On the opposite side, I maintain that the same prevention must be taken, on occasions, with certain modern beliefs that use science tortiously. Swiss and German state researchers recently developed GM rice that could flood vast areas of the planet with vitamin A where the normally poor people were endemicly deficient.
The ill-fated discoverers gave up patenting the procedure. That was considered by the Greenpeace organization a Trojan horse for multinationals to do business and the campaign against golden rice was fierce. The European authorities ignored the matter and did not support the scientists: there was no question of taking on environmentalists. Until the tremendous open letter from 109 Nobel laureates in science supported by tens of thousands of scientists. I reproduce only two sentences and the final apostille:
“We accuse Greenpeace of misrepresenting the risks, benefits and impacts of GM foods, because they are as safe as any other, if not safer, according to all scientific evidence. The World Health Organization estimates that 250 million people suffer from a shortage of vitamin A. Among them there are between 250,000 and 500,000 children under the age of five who are blinded each year by this deficiency. Half of them die within twelve months of losing their sight.”
The final sentence is the one that should not be forgotten: “How many poor people have to die in the world for us to consider this a crime against humanity?”. Better not to make accounts of victims of horrors.
Yes, the terrible punishments that can come from Pandora’s box have many facets, including favoring climate change by forcing the largest European industrial power to burn the worst coal, brown lignite, razing, if necessary, wind turbines and, of course, the damn (although declared green by the European Parliament) nuclear energy.
Scientists need not fear the potential consequences of their findings for one reason: it’s useless. Those who manage their discoveries are politicians with powerful instruments that, in the best of cases, we have all made available to them: jurisprudence, international negotiation capacity and the armed forces.
Prometheus, Pandora and the gods involved are more than the myth and tale that Muñoz Molina tells: they exist and we are all.
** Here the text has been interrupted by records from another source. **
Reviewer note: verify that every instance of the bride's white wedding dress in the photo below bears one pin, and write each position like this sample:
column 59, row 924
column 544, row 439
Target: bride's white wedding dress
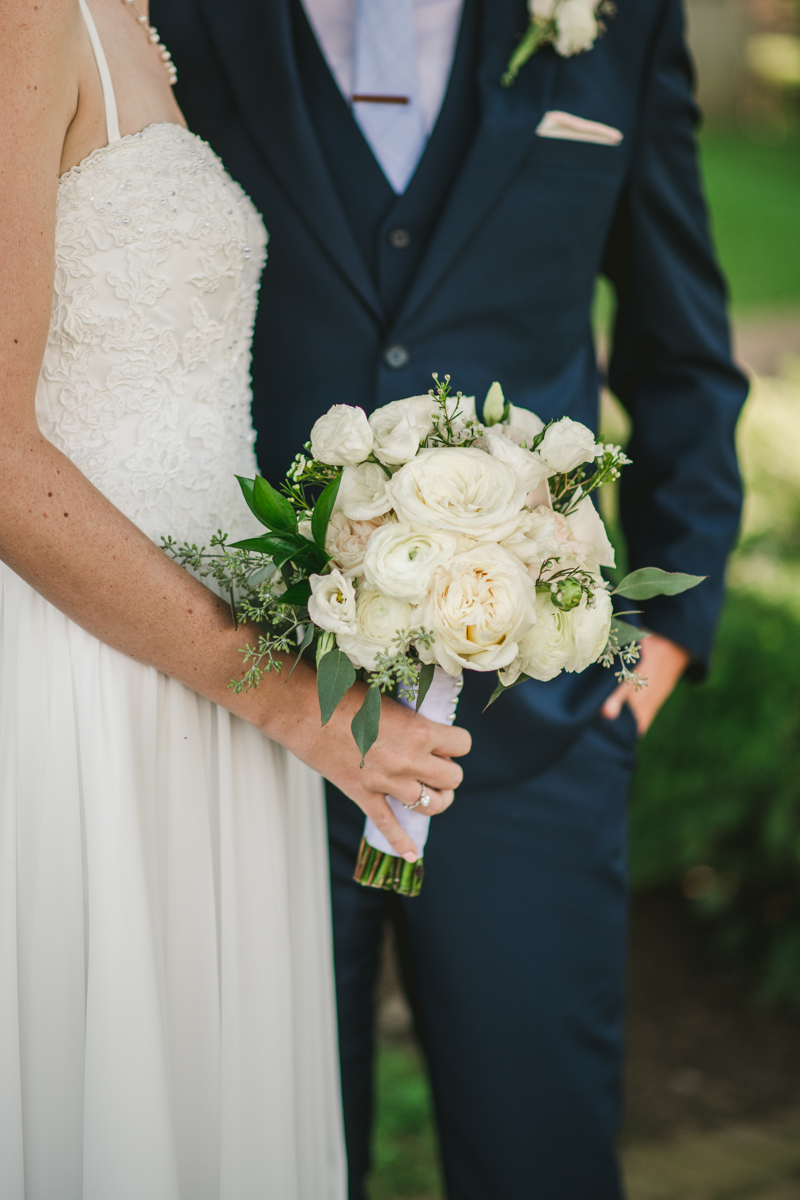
column 167, row 1017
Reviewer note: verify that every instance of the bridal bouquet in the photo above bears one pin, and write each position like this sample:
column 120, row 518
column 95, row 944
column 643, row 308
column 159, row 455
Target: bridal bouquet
column 409, row 546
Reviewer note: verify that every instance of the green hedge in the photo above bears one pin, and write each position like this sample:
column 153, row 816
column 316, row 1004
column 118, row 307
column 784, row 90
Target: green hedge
column 716, row 803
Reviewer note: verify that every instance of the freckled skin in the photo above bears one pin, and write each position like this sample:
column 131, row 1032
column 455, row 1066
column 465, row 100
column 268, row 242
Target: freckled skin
column 96, row 567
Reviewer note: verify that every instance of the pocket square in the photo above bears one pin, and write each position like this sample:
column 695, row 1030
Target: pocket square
column 577, row 129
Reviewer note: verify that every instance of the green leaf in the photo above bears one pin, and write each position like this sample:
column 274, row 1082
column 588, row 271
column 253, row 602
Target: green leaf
column 323, row 510
column 366, row 723
column 501, row 687
column 272, row 509
column 627, row 633
column 308, row 636
column 335, row 677
column 426, row 679
column 298, row 594
column 651, row 581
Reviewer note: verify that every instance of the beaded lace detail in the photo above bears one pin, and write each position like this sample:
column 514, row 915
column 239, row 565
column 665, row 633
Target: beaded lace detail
column 145, row 381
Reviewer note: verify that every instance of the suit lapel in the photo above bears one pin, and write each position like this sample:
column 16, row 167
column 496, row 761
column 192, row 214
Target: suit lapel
column 505, row 135
column 256, row 43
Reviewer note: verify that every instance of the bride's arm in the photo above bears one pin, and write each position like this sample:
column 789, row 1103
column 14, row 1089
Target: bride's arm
column 61, row 535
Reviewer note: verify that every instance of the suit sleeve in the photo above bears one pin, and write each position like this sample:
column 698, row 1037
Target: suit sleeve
column 671, row 364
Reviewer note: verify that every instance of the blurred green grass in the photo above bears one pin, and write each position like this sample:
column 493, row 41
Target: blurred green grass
column 750, row 703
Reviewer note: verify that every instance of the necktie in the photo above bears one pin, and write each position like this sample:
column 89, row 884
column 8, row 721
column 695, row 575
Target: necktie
column 385, row 66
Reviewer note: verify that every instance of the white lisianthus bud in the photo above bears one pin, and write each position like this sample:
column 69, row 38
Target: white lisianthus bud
column 590, row 630
column 342, row 437
column 458, row 490
column 548, row 647
column 566, row 444
column 588, row 529
column 480, row 606
column 362, row 492
column 400, row 429
column 577, row 27
column 401, row 562
column 332, row 603
column 346, row 541
column 527, row 465
column 379, row 619
column 493, row 406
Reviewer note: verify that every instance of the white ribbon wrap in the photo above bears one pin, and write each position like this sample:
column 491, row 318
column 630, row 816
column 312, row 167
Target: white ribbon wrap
column 439, row 705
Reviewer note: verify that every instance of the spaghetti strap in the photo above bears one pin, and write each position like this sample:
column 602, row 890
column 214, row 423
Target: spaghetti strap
column 109, row 99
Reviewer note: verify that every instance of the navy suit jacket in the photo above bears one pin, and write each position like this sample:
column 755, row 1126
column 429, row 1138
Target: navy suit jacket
column 504, row 292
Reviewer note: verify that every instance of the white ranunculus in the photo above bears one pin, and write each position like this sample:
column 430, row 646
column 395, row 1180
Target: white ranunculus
column 588, row 532
column 523, row 425
column 589, row 630
column 332, row 603
column 459, row 491
column 527, row 465
column 362, row 492
column 535, row 540
column 342, row 437
column 566, row 444
column 548, row 647
column 346, row 541
column 401, row 561
column 480, row 606
column 400, row 429
column 577, row 27
column 379, row 618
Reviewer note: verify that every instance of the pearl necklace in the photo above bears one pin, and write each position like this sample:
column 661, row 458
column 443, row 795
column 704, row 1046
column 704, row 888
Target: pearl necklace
column 152, row 36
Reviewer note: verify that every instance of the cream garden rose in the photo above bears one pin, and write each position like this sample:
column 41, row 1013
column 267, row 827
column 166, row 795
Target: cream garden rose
column 362, row 492
column 398, row 429
column 401, row 561
column 480, row 605
column 342, row 437
column 346, row 541
column 458, row 491
column 566, row 444
column 378, row 619
column 332, row 603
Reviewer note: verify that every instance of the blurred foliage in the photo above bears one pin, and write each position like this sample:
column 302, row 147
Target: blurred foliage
column 404, row 1152
column 716, row 803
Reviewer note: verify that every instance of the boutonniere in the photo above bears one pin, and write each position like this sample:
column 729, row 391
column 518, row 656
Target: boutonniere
column 570, row 25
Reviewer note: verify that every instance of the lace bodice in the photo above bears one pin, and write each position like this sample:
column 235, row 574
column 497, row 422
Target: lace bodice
column 145, row 381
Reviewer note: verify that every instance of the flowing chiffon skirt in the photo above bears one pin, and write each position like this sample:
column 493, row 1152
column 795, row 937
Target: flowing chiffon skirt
column 167, row 1015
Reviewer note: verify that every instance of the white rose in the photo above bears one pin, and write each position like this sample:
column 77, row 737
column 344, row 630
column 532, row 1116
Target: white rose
column 566, row 444
column 480, row 606
column 523, row 425
column 527, row 465
column 548, row 647
column 400, row 429
column 535, row 539
column 458, row 490
column 332, row 603
column 379, row 618
column 589, row 630
column 401, row 562
column 577, row 27
column 342, row 437
column 346, row 541
column 588, row 532
column 362, row 492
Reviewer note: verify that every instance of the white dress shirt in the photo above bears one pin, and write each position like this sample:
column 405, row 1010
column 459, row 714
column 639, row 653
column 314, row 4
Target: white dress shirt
column 435, row 24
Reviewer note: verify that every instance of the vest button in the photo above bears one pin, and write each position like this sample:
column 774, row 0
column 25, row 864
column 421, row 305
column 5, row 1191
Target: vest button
column 396, row 358
column 400, row 239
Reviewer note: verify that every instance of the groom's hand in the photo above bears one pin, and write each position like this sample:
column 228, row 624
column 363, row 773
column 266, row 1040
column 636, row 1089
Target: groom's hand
column 662, row 664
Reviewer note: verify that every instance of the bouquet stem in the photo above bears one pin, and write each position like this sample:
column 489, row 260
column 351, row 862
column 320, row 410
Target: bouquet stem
column 374, row 869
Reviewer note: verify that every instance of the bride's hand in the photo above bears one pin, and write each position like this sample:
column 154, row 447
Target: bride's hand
column 410, row 750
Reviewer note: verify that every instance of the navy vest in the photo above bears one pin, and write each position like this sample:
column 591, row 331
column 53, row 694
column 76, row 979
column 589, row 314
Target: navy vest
column 391, row 231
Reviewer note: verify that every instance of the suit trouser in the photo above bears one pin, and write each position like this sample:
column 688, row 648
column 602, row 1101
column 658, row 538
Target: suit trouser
column 515, row 958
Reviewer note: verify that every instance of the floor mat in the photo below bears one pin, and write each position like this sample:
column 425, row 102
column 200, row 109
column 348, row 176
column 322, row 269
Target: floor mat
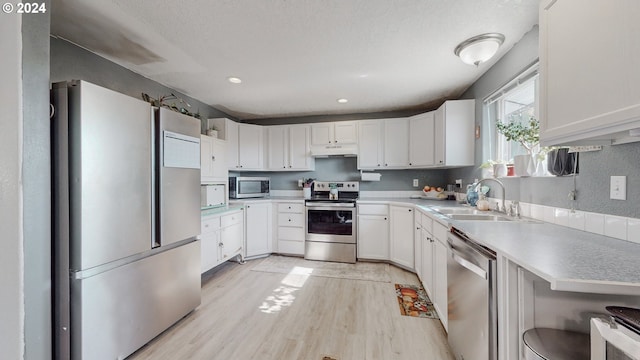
column 413, row 301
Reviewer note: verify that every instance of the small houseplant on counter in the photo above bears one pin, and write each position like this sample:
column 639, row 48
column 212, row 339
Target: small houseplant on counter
column 528, row 136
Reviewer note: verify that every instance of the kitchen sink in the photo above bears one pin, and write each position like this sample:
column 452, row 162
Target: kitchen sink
column 451, row 211
column 480, row 217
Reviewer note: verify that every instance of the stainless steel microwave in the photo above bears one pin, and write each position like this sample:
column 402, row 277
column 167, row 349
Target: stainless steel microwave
column 248, row 187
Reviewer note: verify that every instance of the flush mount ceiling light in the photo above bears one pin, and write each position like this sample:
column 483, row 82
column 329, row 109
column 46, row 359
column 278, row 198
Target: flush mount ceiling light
column 479, row 49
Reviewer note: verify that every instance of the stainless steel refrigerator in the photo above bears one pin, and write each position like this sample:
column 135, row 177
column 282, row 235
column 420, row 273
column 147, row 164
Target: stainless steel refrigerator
column 126, row 195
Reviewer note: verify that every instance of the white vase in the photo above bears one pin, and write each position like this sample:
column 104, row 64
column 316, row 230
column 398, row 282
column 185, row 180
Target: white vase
column 524, row 165
column 499, row 170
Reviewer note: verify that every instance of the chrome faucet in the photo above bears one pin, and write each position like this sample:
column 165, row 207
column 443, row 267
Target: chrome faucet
column 501, row 208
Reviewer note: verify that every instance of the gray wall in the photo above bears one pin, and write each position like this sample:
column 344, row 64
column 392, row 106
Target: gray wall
column 69, row 62
column 11, row 192
column 344, row 169
column 595, row 167
column 37, row 184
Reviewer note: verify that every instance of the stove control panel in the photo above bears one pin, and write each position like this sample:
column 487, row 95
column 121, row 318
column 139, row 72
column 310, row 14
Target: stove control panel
column 341, row 185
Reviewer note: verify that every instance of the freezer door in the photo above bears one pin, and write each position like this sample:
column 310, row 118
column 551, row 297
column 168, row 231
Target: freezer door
column 179, row 176
column 110, row 175
column 116, row 312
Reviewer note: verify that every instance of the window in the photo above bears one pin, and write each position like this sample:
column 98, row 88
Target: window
column 516, row 102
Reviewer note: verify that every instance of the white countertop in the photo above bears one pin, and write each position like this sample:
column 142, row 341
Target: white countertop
column 569, row 259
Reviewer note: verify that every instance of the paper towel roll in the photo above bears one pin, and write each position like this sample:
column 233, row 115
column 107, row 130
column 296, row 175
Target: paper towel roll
column 370, row 176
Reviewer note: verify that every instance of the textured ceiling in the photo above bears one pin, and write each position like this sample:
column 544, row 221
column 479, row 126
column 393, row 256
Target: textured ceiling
column 296, row 57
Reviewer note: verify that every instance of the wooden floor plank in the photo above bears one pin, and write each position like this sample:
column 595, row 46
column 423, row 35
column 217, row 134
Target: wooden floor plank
column 248, row 314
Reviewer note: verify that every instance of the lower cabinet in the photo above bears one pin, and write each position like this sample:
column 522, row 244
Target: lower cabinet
column 221, row 239
column 290, row 230
column 440, row 253
column 433, row 273
column 259, row 229
column 373, row 231
column 231, row 236
column 402, row 252
column 210, row 230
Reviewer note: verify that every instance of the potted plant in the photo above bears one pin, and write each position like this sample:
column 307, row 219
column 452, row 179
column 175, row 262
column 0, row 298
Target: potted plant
column 528, row 135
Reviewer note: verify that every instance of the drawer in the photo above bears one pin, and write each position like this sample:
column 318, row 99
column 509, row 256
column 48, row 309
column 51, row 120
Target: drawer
column 231, row 219
column 291, row 247
column 440, row 232
column 291, row 208
column 289, row 233
column 291, row 219
column 427, row 223
column 209, row 224
column 373, row 209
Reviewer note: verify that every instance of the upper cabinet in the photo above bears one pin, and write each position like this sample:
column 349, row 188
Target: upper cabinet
column 213, row 162
column 421, row 140
column 454, row 143
column 589, row 78
column 370, row 144
column 396, row 143
column 441, row 138
column 288, row 148
column 245, row 145
column 341, row 132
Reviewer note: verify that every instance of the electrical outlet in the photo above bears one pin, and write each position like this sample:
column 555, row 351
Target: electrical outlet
column 618, row 190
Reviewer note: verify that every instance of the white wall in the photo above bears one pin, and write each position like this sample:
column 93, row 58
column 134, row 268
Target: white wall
column 11, row 243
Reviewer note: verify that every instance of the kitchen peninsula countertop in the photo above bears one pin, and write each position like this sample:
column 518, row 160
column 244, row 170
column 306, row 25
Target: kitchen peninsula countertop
column 569, row 259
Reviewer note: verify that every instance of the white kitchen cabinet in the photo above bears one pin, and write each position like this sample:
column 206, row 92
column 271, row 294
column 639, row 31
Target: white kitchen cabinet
column 213, row 161
column 340, row 132
column 402, row 246
column 258, row 229
column 454, row 129
column 290, row 232
column 288, row 148
column 589, row 78
column 370, row 144
column 209, row 240
column 417, row 243
column 245, row 144
column 421, row 140
column 231, row 236
column 396, row 143
column 250, row 147
column 440, row 253
column 373, row 231
column 427, row 263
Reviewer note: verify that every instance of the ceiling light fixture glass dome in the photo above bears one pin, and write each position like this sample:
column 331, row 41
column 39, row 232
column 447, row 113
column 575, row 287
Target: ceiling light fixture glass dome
column 479, row 49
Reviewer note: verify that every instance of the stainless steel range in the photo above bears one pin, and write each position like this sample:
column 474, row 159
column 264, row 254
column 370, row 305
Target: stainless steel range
column 330, row 230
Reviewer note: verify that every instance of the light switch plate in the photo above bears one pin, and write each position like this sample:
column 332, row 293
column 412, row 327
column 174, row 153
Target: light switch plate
column 618, row 190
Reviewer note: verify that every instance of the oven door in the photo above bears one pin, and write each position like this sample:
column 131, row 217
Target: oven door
column 331, row 222
column 612, row 341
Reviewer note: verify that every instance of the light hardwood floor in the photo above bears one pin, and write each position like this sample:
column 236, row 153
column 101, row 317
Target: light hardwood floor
column 258, row 315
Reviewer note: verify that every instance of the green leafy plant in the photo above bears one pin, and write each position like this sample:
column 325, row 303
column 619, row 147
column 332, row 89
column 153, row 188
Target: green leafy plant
column 528, row 135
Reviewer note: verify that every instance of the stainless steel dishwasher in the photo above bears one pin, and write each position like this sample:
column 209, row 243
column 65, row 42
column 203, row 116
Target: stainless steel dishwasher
column 472, row 304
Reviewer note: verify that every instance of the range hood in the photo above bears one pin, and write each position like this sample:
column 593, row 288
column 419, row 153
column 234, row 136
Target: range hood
column 334, row 150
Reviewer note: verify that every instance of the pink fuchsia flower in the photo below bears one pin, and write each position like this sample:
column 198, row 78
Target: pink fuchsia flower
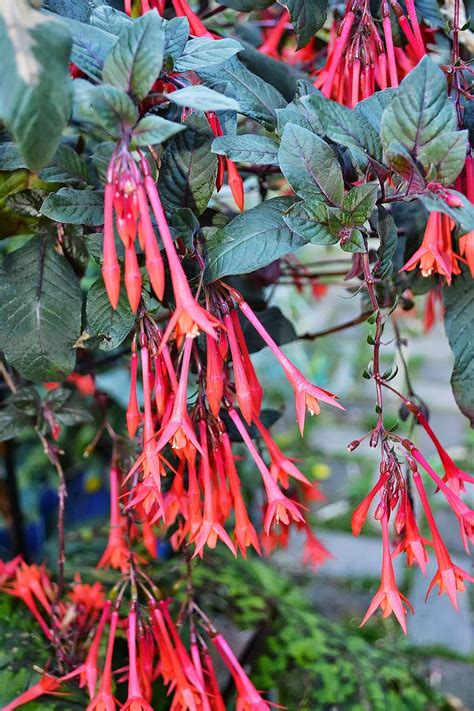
column 388, row 597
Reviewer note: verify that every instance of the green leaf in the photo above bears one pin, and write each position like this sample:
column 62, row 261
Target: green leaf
column 310, row 165
column 176, row 36
column 444, row 157
column 275, row 323
column 135, row 61
column 420, row 110
column 67, row 166
column 348, row 127
column 188, row 168
column 464, row 216
column 204, row 52
column 202, row 98
column 40, row 311
column 310, row 220
column 35, row 87
column 10, row 157
column 360, row 202
column 75, row 207
column 106, row 108
column 252, row 240
column 255, row 97
column 247, row 148
column 12, row 422
column 307, row 16
column 459, row 323
column 388, row 235
column 90, row 47
column 113, row 325
column 152, row 130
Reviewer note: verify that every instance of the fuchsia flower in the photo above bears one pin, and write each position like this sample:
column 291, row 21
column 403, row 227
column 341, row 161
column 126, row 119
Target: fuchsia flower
column 388, row 597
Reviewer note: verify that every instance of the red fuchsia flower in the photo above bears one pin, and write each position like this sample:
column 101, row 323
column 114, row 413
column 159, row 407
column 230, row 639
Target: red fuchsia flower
column 248, row 698
column 117, row 552
column 90, row 669
column 435, row 254
column 273, row 36
column 87, row 599
column 104, row 699
column 186, row 695
column 413, row 544
column 179, row 430
column 360, row 514
column 26, row 583
column 281, row 467
column 388, row 597
column 110, row 263
column 189, row 317
column 449, row 577
column 135, row 700
column 245, row 534
column 279, row 507
column 210, row 529
column 46, row 685
column 453, row 475
column 214, row 376
column 464, row 514
column 133, row 413
column 8, row 568
column 306, row 395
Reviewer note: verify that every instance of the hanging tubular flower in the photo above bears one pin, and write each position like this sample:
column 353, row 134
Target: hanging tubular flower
column 388, row 597
column 248, row 698
column 306, row 395
column 210, row 529
column 449, row 577
column 117, row 553
column 435, row 254
column 189, row 316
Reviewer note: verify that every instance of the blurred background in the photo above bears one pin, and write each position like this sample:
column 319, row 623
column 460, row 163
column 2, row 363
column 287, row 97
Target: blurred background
column 296, row 627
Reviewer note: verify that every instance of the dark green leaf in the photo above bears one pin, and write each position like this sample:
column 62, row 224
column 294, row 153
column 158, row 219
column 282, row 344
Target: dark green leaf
column 310, row 220
column 444, row 157
column 188, row 168
column 204, row 52
column 345, row 126
column 40, row 311
column 10, row 158
column 310, row 165
column 66, row 167
column 202, row 98
column 360, row 201
column 252, row 240
column 275, row 323
column 35, row 87
column 464, row 216
column 106, row 108
column 90, row 47
column 26, row 202
column 113, row 325
column 387, row 232
column 135, row 61
column 12, row 422
column 255, row 97
column 459, row 323
column 247, row 148
column 152, row 130
column 307, row 16
column 176, row 36
column 420, row 110
column 75, row 207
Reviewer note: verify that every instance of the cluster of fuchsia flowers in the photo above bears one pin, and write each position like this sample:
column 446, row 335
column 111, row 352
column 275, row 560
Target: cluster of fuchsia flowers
column 186, row 477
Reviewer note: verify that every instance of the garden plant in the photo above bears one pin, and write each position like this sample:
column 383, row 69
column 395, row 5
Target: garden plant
column 166, row 167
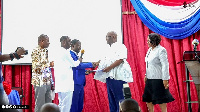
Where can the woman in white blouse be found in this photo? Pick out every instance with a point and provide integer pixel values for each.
(157, 75)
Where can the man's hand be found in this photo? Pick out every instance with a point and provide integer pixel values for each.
(166, 84)
(107, 69)
(95, 64)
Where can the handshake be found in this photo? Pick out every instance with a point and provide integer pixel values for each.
(95, 64)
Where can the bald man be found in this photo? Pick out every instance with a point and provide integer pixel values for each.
(50, 107)
(129, 105)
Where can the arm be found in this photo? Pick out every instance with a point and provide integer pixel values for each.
(85, 65)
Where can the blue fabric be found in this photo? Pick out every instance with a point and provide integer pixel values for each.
(77, 100)
(79, 83)
(115, 93)
(79, 71)
(14, 98)
(179, 30)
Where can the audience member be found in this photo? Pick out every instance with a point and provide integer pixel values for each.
(129, 105)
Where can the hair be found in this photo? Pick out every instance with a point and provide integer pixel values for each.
(63, 38)
(42, 37)
(129, 105)
(73, 42)
(154, 39)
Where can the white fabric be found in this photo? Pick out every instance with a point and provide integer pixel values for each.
(122, 72)
(171, 13)
(157, 65)
(65, 101)
(63, 73)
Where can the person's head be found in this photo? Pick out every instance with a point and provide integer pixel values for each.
(111, 37)
(65, 42)
(49, 107)
(129, 105)
(76, 45)
(153, 40)
(43, 41)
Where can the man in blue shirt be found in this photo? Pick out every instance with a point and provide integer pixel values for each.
(79, 73)
(5, 57)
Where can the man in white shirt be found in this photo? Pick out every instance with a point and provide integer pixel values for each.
(64, 84)
(114, 70)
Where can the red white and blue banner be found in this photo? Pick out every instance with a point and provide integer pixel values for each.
(174, 19)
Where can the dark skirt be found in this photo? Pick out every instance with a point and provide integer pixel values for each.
(156, 93)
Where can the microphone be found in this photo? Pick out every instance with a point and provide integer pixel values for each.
(82, 52)
(195, 42)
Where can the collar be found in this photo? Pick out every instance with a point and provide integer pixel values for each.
(74, 52)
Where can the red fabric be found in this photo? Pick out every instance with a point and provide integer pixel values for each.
(135, 38)
(7, 87)
(172, 2)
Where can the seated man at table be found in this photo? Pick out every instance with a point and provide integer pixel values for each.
(5, 57)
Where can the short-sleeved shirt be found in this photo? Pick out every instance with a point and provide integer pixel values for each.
(41, 73)
(123, 72)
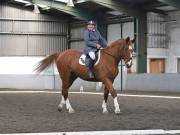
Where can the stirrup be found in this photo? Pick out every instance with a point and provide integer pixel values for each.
(91, 75)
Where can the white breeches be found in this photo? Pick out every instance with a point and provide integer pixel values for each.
(92, 55)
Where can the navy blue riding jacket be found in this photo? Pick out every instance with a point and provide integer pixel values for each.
(92, 38)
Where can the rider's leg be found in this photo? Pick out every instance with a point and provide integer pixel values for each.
(91, 63)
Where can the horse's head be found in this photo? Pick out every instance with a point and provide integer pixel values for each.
(128, 52)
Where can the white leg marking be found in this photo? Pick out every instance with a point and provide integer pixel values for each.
(68, 106)
(61, 104)
(116, 105)
(104, 106)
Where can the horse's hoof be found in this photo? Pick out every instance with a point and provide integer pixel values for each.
(71, 111)
(59, 108)
(105, 112)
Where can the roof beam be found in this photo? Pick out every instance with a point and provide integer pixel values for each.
(119, 6)
(62, 7)
(174, 3)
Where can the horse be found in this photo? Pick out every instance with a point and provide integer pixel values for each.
(105, 71)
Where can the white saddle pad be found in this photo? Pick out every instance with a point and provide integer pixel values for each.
(83, 57)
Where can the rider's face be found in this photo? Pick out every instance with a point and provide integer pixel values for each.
(90, 26)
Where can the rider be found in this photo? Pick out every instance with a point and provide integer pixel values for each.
(93, 42)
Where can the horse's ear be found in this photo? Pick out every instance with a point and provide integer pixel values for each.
(127, 39)
(133, 41)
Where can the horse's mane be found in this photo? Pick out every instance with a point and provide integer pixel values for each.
(119, 41)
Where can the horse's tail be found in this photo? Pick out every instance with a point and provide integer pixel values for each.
(45, 63)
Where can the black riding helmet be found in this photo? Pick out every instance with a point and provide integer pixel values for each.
(91, 22)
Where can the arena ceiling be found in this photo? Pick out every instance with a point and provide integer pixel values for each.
(84, 9)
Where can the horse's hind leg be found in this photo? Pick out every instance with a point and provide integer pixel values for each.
(66, 83)
(113, 92)
(104, 104)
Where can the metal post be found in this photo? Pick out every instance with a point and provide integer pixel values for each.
(121, 61)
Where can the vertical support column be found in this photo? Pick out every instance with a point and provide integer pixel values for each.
(141, 42)
(121, 61)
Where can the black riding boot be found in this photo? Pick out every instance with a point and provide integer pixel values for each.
(91, 64)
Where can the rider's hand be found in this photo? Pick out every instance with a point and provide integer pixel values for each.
(98, 46)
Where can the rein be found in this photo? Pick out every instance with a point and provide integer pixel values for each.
(109, 54)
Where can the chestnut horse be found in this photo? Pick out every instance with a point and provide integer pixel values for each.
(105, 71)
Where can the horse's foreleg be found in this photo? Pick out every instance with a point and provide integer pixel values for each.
(104, 104)
(62, 103)
(113, 92)
(64, 100)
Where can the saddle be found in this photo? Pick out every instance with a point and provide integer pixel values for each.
(83, 60)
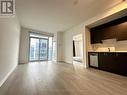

We are the ones who must decide, without intimidation or regret, what to do with genetic engineering, the conquest of space, artificial intelligence, quantum computing, intelligent and nanometric-scale robotics, brain-computer-machine neural interfaces, virtual reality and everything that the lush and fascinating forest of science and technology offers.
This evening I will remember the four John, Henry, Rudolph, and, above all, Lise. Yes, to the endearing Lise Meitner, the so-called Jewish mother of the atomic bomb who never practiced Judaism, she was never a mother and gave up collaborating on the Manhattan project, but she was the one who discovered nuclear fission.
While the splendid thermonuclear cauldron that is our Sun calmly hides, I will think of many others who have made it possible for more than ninety percent of the eight billion people that we are to survive no matter how excruciating the inequalities between us. These and the possibility that we become extinct will be the sole responsibility of ourselves. Science, all science, will only encourage us to evolve freely, placidly and in a balanced way if we are sensible. The only decisive thing that we should not have discovered is war.